Non tutte le armi finiscono nelle mani di gruppi armati: la Libia è un posto pericoloso e molte persone normali – dicono i ricercatori – comprano pistole per difendersi da furti d’auto e altro. Il paradosso è che possano farlo su Facebook.

Christine Chen, portavoce di Facebook, ha detto al quotidiano di New York che la società conta sui quasi 1,6 miliardi di persone che visitano il sito ogni mese perché segnalino casi come questo. «Esortiamo chiunque vede le violazioni a segnalarcele». Un po’ debole come risposta: le ricerche segnalano che le pagine-mercato sono state in piedi per mesi ed hanno raccolto migliaia di aderenti.

Dove sta il paradosso?

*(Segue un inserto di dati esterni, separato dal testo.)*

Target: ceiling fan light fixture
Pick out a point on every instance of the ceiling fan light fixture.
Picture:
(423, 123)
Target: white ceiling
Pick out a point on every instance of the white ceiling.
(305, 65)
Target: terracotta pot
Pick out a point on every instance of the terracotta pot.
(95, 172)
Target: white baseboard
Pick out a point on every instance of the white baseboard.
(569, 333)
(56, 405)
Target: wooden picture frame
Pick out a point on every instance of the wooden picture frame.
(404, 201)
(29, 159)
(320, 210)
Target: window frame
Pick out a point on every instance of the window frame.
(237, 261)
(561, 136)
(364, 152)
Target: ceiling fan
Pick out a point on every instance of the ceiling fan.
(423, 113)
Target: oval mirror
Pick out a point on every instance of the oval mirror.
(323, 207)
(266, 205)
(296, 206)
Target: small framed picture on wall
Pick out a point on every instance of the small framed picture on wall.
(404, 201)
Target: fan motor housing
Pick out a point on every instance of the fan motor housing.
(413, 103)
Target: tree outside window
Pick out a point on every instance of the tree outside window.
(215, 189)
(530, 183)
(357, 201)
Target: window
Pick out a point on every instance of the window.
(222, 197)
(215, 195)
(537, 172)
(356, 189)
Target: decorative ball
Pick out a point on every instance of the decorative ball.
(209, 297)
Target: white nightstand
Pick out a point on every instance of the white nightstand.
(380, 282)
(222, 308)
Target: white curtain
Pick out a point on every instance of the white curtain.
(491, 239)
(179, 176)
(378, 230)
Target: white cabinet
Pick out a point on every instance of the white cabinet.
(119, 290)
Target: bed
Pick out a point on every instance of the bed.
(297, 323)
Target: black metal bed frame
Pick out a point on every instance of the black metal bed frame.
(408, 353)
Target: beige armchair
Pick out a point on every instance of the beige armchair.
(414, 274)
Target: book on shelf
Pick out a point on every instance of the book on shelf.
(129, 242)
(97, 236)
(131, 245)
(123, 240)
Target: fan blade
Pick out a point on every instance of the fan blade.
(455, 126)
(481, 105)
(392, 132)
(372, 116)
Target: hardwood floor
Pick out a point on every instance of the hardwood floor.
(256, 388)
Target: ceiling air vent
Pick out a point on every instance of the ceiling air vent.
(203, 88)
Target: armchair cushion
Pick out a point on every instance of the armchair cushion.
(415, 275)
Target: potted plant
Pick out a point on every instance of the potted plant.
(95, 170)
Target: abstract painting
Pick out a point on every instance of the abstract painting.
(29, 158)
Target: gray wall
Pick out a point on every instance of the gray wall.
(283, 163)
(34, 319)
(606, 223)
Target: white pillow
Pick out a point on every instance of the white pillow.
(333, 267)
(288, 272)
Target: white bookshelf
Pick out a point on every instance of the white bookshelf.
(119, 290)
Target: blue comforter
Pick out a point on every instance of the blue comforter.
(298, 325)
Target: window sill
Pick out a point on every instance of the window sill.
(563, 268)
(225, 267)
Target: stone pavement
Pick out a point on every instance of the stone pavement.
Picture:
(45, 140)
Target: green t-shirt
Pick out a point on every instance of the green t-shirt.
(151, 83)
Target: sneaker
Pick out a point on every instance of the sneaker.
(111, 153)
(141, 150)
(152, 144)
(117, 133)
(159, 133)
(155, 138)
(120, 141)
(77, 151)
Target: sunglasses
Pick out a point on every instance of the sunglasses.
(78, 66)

Probabilmente nel fatto che il social network nasce in un Paese dove la vendita di armi e la discussione sulle armi è una cosa normale. Per questo, oltre alla colossale difficoltà di controllare miliardi di post ogni giorno – difficoltà che vale anche per altri network e siti di compra vendita come ebay – Facebook non banna e non censura pagine relative alle armi.

Le discussioni sulle armi, gli amanti della caccia o i deliri degli iscritti alla National rifle association, la lobby delle armi Usa, sono ammesse. Il che lascia spazio a enormi ambiguità. Non ammetterle significherebbe però un guaio per il social network che rischierebbe di perdere una fetta di pubblico e molto traffico – almeno quello americano. La pagina NRA ha più di 4 milioni di like, ma cercando fire arms su FB ci si trova davanti a centinaia di pagine, dalle armerie che promuovono i loro prodotti, a pagnie di discussione. Insomma, la vendita di armi da fuoco e ordigni da guerra è un frammento di quanto succede attorno al mondo di mira e fucili sul network di Zuckerberg. E nessuno sembra intenzionato a cambiare questa policy. Se poi qui e la c’è un terrorista che compra un mitra, ce ne faremo una ragione.